Kritik auch vom KoalitionspartnerFamilienministerin Prien verteidigt Umbau von "Demokratie leben!"-Programm

Die Familienministerin hört viel Kritik für ihre Neuausrichtung der Demokratieförderung. Im Bundestag kommt sie auch vom Koalitionspartner.
Familienministerin Karin Prien hat ihren Umbau des Programms «Demokratie leben!» verteidigt. Teile des Programms seien ohne Zweifel erfolgreich, und die aufgebaute Expertise werde man weiter nutzen, sagte die CDU-Politikerin im Bundestag. «Gleichzeitig gilt aber auch: Nicht alles hat sich in der Praxis bewährt.» Dort ziehe man Konsequenzen. In der Debatte erneuerten aber nicht nur Grüne und Linke ihre Kritik, sondern auch der Koalitionspartner SPD.
Die Sozialdemokraten hielten an der Förderung aus dem Demokratieprogramm unvermindert fest, sagte die frühere SPD-Chefin Saskia Esken. «Denn gerade, gerade wenn die Demokratieförderung von rechts außen systematisch unter Beschuss genommen wird, und das ist es ja, was wir hier erleben, dann ist es notwendig, dass wir stabil bleiben.» Ihr Fraktionskollege Felix Döring meldete Gesprächsbedarf bei Priens Plänen an.
Blick auf die «stille Mitte»
Das Programm fördert seit 2014 Hunderte Projekte für Demokratie und zur Abwehr von Extremismus, Rassismus und Antisemitismus. Dieses Jahr stehen rund 190 Millionen Euro zur Verfügung. Prien hatte angekündigt, dass die Förderung von rund 200 von mehreren Hundert Projekten zum Jahresende auslaufen soll. Die Förderrichtlinien sollen überarbeitet werden.

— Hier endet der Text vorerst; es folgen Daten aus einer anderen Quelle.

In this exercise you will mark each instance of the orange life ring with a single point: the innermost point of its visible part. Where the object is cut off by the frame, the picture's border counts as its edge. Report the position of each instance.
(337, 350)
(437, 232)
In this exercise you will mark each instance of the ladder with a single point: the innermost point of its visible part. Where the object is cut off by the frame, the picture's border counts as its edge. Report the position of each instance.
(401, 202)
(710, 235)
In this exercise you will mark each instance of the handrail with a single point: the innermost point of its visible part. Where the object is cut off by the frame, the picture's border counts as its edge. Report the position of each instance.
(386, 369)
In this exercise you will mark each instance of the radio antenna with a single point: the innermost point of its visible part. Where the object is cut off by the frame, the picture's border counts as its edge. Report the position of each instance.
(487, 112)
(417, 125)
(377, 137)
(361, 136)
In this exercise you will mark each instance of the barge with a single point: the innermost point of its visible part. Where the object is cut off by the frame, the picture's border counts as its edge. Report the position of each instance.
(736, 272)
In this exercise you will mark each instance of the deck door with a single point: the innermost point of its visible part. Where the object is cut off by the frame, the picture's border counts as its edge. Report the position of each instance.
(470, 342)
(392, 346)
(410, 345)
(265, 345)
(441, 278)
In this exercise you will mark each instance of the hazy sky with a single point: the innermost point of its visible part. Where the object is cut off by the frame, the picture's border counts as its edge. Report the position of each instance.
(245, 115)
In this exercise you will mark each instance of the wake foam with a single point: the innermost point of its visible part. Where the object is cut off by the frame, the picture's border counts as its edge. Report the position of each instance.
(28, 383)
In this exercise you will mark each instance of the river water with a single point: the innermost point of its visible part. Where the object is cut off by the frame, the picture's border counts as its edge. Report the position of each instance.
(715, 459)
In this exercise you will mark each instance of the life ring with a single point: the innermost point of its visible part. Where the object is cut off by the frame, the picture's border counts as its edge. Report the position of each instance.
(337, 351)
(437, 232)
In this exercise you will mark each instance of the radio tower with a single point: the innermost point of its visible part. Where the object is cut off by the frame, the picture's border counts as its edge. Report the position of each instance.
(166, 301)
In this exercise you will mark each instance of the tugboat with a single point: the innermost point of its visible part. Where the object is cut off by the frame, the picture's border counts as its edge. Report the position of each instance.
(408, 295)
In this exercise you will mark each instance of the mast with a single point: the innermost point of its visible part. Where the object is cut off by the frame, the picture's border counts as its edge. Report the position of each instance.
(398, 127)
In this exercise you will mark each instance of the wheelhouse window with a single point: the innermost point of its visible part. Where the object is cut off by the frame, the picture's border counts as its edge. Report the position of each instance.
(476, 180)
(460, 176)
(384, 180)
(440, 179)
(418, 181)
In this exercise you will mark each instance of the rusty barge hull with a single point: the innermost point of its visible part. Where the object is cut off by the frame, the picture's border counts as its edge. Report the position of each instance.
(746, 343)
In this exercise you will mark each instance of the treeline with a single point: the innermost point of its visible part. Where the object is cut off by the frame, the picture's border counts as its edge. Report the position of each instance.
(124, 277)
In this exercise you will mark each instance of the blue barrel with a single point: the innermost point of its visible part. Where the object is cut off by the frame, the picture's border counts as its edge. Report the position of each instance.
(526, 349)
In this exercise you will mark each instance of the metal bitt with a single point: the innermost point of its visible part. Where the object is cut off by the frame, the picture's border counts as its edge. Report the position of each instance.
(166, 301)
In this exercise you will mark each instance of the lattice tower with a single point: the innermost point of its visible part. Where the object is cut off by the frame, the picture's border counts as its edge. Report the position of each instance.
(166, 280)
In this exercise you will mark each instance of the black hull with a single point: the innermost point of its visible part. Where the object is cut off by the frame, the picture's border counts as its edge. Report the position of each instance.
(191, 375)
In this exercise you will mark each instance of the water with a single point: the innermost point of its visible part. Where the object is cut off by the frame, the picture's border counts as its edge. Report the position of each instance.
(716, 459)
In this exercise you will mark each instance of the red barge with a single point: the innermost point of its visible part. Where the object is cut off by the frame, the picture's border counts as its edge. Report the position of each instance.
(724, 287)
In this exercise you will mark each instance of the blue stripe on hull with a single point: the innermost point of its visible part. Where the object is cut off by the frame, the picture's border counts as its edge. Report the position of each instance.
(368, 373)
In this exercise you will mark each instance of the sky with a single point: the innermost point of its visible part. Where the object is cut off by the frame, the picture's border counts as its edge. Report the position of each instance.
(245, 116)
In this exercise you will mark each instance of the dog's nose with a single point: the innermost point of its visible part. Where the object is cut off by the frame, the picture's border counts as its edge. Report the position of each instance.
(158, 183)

Prien bekräftigte, dass sich die Initiativen auf Grundlage der neuen Richtlinien neu bewerben könnten. Sie betonte aber, dass sie stärker auf die «stille Mitte» der Gesellschaft setzen wolle. «Unsere kommunalen Partnerschaften für Demokratie bleiben das Herzstück des Programms, wir werden es ausbauen», sagte Prien. Sie nannte Sozialpartner, Sport, kulturelle Bildung, Vereine, Verbände und Brauchtum. «Wir wollen die Menschen in ihrem Alltag erreichen und demokratische Teilhabe erfahrbar machen. In den Kitas, in den Schulen, verstärkt in den berufsbildenden Schulen.»
AfD für Streichung des Programms
Rückendeckung erhielt Prien aus den eigenen Reihen. Die CDU-Abgeordnete Anja Weisgerber unterstützte auch ausdrücklich, dass geförderte Institutionen überprüft würden, ob sie «auf dem Boden unseres Grundgesetzes stehen». Die AfD verlangte in der Debatte die Abschaffung des Programms und sprach von einer Förderung «linksextremistischer Vorfeldorganisationen».